Pure Evil

Dimitri Shostakovich wrote this (2nd movement, Symphony #10) as a musical portrait of Stalin, who had harrassed him directly and indirectly throughout his career.  This is pure malevolence, published after Stalin was safely dead.  While Uncle Joe was alive, DS was mostly confined to putting out government approved, “socalist realist” garbage, while keeping much of his “real” work private.  Occasionally he could put one over on the Soviets and follow the letter of their requirements while mocking them.  One cool thing is that in the finale of this same symphony, he has a theme based on his initials, DSCH, vie for dominance against the Stalin theme from this movement.  DSCH wins.  Artistic revenge at its finest.  “He who laughs last, laughs longest.”
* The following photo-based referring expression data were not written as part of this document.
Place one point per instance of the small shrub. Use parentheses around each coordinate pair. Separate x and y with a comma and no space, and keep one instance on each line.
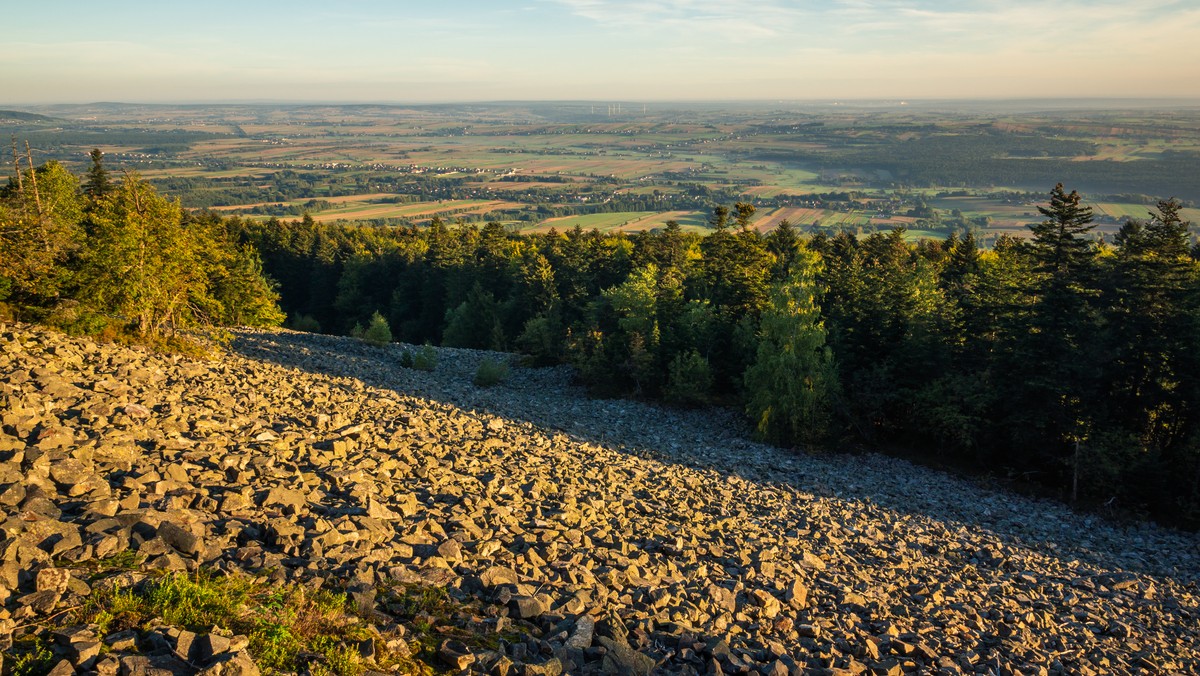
(426,359)
(491,372)
(29,656)
(377,333)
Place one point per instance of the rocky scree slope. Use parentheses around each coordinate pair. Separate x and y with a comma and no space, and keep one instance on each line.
(621,537)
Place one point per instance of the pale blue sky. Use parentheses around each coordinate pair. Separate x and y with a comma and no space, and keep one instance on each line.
(67,51)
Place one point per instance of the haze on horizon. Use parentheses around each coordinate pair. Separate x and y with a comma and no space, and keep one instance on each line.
(73,52)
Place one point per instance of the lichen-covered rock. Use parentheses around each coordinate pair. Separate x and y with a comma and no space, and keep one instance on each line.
(634,538)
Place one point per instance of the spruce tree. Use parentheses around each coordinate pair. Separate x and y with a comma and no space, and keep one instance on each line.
(792,382)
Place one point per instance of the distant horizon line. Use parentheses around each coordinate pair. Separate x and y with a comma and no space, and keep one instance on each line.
(826,101)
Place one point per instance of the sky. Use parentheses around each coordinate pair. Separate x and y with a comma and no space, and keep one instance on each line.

The conductor seems a little too into his hair, and I’m not sure why he appears to be grinning during this grim business.    But you’ve gotta give him credit, his musicians are playing the hell out of this.  He made his reputation whipping these young Venezuelans into a respectable unit.  He’s since gone on to greener pastures in LA.

3 Replies to “Pure Evil”

  1. Sniff sniff, that’s just reverse snobbery. All culture is “actual.” Highbrow, lowbrow, and middlebrow have no musical meaning. Regardless of genre, all music is only good, bad, or mediocre. Just listen to as much as you can to find the best.